Column: Bench Monkey
Dylan Stiles takes a trip down memory lane
I was doing a little spring cleaning the other day, when I came across a cardboard box labeled FRESHMAN YEAR. It was a veritable time capsule, chock full of class notes from 1998. I found myself leafing through notebooks from chemistry classes like old photo albums, reminiscing about the wonder years of undergraduate education. Was it really ten years ago?
Those were simpler times. Benzene was still just a circle inscribed in a hexagon, not the reaction solvent I know today. A nucleophilic addition was nothing more than a curly arrow reaching from one structure to another. I found an exam with comically-bad mistakes. Minus five points for drawing a carbon atom that severely overextended its valency - how na´ve, I thought.
In 1998 my entire understanding of chemistry was an abstract set of symbols that had no basis in reality. My preconceptions of what it all meant were devoid of the visceral sensations that I have today: the choking fumes of elemental bromine, or what it feels like to shake a big separatory funnel. Critical analysis was impossible without the years of advanced classes that would follow.

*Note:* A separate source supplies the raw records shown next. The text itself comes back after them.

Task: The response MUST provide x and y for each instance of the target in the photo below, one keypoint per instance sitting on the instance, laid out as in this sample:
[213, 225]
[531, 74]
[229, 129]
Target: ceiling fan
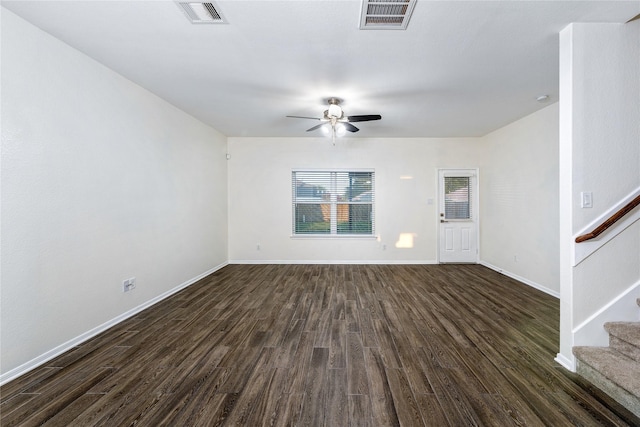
[336, 122]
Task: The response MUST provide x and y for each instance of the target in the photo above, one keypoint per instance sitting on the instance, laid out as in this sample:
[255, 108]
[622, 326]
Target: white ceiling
[461, 68]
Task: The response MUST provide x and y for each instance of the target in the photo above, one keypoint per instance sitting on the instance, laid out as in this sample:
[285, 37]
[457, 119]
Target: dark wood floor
[334, 345]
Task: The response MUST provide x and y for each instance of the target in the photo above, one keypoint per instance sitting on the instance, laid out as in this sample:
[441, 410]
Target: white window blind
[457, 197]
[333, 202]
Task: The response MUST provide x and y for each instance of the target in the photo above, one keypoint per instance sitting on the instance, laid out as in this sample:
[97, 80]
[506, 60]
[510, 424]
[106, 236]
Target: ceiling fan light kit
[335, 122]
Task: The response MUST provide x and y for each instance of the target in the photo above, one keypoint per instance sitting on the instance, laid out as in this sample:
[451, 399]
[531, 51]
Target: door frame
[475, 172]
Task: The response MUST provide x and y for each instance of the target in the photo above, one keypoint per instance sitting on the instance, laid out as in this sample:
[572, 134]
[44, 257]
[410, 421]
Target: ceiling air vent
[202, 13]
[386, 14]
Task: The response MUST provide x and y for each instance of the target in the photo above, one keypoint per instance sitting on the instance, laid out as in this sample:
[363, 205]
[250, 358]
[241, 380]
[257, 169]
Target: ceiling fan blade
[350, 127]
[304, 117]
[364, 118]
[316, 127]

Back then I certainly would not have called myself a scientist, let alone a researcher. Only recently have I reached a point where I feel comfortable with those labels. What has changed between then and now, and why did it take so long?

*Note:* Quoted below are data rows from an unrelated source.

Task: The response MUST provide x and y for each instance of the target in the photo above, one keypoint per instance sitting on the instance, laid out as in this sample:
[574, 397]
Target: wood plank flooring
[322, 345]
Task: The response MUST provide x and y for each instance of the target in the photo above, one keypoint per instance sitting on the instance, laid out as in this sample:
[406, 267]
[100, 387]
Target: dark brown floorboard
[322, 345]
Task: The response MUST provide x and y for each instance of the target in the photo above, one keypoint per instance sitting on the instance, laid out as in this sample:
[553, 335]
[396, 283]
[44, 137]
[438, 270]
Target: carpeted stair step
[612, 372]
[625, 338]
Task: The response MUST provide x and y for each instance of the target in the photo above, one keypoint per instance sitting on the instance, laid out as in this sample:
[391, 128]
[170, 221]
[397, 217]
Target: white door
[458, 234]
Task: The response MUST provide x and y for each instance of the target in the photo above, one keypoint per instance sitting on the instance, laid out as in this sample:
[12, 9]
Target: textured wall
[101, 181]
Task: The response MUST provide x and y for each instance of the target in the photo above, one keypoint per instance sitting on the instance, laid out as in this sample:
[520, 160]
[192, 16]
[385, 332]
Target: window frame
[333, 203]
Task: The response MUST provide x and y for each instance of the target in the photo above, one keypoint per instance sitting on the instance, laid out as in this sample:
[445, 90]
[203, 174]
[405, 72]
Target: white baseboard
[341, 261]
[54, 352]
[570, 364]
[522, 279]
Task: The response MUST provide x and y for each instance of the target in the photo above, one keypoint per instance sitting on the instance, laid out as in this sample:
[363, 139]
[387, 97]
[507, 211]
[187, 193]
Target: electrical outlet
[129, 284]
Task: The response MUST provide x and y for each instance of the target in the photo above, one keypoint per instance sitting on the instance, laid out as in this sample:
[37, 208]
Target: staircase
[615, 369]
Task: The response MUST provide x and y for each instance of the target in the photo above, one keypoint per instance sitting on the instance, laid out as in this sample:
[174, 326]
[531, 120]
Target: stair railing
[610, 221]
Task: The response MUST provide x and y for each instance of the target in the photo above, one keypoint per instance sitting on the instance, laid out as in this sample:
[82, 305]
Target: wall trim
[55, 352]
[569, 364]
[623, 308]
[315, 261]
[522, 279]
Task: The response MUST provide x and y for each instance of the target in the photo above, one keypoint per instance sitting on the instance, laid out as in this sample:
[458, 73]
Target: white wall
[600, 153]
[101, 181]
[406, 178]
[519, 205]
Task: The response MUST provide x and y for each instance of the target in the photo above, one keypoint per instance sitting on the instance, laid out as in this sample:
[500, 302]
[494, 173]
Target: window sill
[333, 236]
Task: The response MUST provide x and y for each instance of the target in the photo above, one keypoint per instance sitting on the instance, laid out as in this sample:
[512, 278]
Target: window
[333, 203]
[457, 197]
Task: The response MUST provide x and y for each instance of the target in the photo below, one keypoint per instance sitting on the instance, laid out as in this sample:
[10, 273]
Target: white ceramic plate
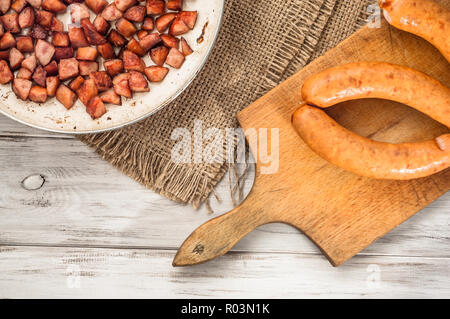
[52, 115]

I was struck by how long it takes for the concepts we're taught as undergraduates to become useful in the real world. Starting from freshman chemistry 101, I'd argue that it takes at least five years before an average chemistry student can actually form a hypothesis and test it in a laboratory. Even the most gifted stars of the field don't emerge until their mid-twenties.
Compare chemistry with computer science. I have friends who were tinkering with computers as infants, and could type before they could write. Kids can teach themselves to program in the comfort of their bedrooms and start companies as teenagers. Some of the most revolutionary changes in the high-tech world were brought about by people not old enough to drive.

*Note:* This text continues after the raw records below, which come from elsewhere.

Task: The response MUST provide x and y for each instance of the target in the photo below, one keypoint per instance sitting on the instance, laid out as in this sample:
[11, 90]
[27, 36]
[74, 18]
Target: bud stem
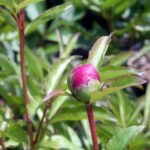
[90, 113]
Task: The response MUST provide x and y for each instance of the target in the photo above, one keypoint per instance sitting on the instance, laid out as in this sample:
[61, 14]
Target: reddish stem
[23, 69]
[40, 126]
[90, 113]
[2, 144]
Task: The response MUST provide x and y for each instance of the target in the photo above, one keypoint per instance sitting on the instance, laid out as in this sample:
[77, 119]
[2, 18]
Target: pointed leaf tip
[99, 50]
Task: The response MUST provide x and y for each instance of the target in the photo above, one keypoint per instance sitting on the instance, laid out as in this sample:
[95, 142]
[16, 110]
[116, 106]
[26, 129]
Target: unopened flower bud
[83, 81]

But professional chemists need years of laboratory training before they can be set loose. Speaking as a product of the higher education system, I can see why disciplines that offer quick access to lucrative careers might be more appealing than chemistry or physics.
A thorough Birching
I was pondering this while I turned to a notebook from my sophomore year. By 1999, my hexagon scribbles were at least taking on a more regular shape. But electrons were still nothing more than dots on the page. Not until years later, when I finally performed a Birch reduction with my own hands, did I realise the significance of these dots. A dark-blue solution of lithium metal in liquid ammonia is an image that stays with you.
These lab experiments, which translate concept to reality, seem like rites of passage. Only the most disciplined students that stay on the long, arduous trail up the academic mountain can emerge with a deep understanding. The attrition suffered by the world army of chemists is not unlike Napoleon's doomed march into Russia - scores are lost at every turn.
I make no claims for lofty inspiration that has kept me on the trail, nor do I look down on those pursuing other career opportunities. But, while it may sound elitist, maybe the nature of the process helps to explain the camaraderie shared by PhD-toting scientists?
Dylan Stiles is a PhD student based in California, US.